JSON Parsing and Regular Expressions

When dealing with Web Proofs, the ability to parse JSON data is essential. Similarly, finding specific strings or patterns in the subject or body of an email is crucial for Email Proofs.

To support these needs, we provide helpers for parsing text using regular expressions and extracting data from JSON directly within vlayer Prover contracts.

JSON Parsing

We provide four functions to extract data from JSON based on the field type:

  • jsonGetInt(json, path): Extracts an integer value and returns int256;
  • jsonGetBool(json, path): Extracts a boolean value and returns bool;
  • jsonGetString(json, path): Extracts a string value and returns string memory;
  • jsonGetFloatAsInt(json, path, precision): Extracts a decimal number from JSON, moves its decimal point right by the specified precision, and returns it as a truncated int256. If precision is greater than the number of decimal digits, it pads it with zeros.

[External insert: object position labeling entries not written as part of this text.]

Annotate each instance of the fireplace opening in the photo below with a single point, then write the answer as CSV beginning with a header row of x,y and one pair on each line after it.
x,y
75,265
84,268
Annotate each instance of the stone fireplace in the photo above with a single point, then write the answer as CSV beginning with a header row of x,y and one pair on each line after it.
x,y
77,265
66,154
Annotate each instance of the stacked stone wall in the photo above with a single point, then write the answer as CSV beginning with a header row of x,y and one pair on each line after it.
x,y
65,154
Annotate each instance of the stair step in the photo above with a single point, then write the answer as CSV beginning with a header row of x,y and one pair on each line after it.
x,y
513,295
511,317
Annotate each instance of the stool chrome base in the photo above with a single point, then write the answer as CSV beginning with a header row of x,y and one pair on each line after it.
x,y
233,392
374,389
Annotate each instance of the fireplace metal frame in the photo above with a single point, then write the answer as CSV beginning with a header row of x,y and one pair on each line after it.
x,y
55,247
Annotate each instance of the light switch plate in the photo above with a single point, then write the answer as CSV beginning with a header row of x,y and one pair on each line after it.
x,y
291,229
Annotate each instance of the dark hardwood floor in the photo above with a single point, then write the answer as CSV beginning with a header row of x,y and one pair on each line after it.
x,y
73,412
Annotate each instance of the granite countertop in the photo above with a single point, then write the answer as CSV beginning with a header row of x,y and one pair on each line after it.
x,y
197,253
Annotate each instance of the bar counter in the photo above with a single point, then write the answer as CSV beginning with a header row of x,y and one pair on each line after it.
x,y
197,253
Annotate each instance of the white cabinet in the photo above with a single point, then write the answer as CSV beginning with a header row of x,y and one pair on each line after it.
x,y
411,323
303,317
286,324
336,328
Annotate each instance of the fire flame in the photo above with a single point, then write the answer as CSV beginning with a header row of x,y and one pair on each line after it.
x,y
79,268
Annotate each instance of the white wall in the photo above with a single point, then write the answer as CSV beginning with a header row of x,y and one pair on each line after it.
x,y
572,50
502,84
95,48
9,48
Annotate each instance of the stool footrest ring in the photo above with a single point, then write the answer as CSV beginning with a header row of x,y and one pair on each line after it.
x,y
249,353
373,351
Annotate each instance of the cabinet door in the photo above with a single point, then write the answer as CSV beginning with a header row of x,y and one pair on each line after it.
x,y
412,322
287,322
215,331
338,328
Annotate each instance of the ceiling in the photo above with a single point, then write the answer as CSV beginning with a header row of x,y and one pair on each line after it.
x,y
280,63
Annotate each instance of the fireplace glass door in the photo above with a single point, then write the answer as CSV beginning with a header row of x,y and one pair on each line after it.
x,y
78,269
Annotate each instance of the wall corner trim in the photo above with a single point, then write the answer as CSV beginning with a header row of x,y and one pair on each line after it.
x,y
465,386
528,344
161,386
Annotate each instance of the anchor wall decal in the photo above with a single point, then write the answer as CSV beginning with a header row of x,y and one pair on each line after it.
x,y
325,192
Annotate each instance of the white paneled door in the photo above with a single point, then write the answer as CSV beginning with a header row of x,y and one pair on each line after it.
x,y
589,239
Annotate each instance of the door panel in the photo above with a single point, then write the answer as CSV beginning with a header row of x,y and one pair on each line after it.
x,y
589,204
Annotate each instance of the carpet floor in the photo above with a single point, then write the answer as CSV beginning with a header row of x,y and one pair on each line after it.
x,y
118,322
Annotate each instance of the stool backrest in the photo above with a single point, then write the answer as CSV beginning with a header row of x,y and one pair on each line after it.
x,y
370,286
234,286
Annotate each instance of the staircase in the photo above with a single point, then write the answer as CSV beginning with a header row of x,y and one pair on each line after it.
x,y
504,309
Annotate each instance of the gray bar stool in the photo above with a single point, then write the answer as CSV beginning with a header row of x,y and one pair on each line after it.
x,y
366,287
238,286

For example, reading 1.234 at precision 2 yields 123, and at precision 4 yields 12340. This approach is used because Solidity does not support floating-point numbers.
import {Prover} from "vlayer/Prover.sol";
import {Web, WebLib} from "vlayer/WebProof.sol";

contract JSONContainsFieldProof is Prover {
    using WebLib for Web;

    function main(Web memory web) public returns (Proof memory, string memory) {
        require(web.jsonGetInt("deep.nested.field") == 42, "deep nested field is not 42");
        
        // If we return the provided JSON back, we will be able to pass it to verifier
        // Together with a proof that it contains the field
        return (proof(), web.body);
    }
}

In the example above, the function extracts the value of the field deep.nested.field from the JSON string below and checks if it equals 42.

{
  "deep": {
    "nested": {
      "field": 42
    }
  }
}

The functions will revert if the field does not exist or if the value is of the wrong type.

Jmespath

Field paths provided to jsonGet... functions are evaluated using JMESPath, a query language for JSON that allows powerful expressions beyond simple key access.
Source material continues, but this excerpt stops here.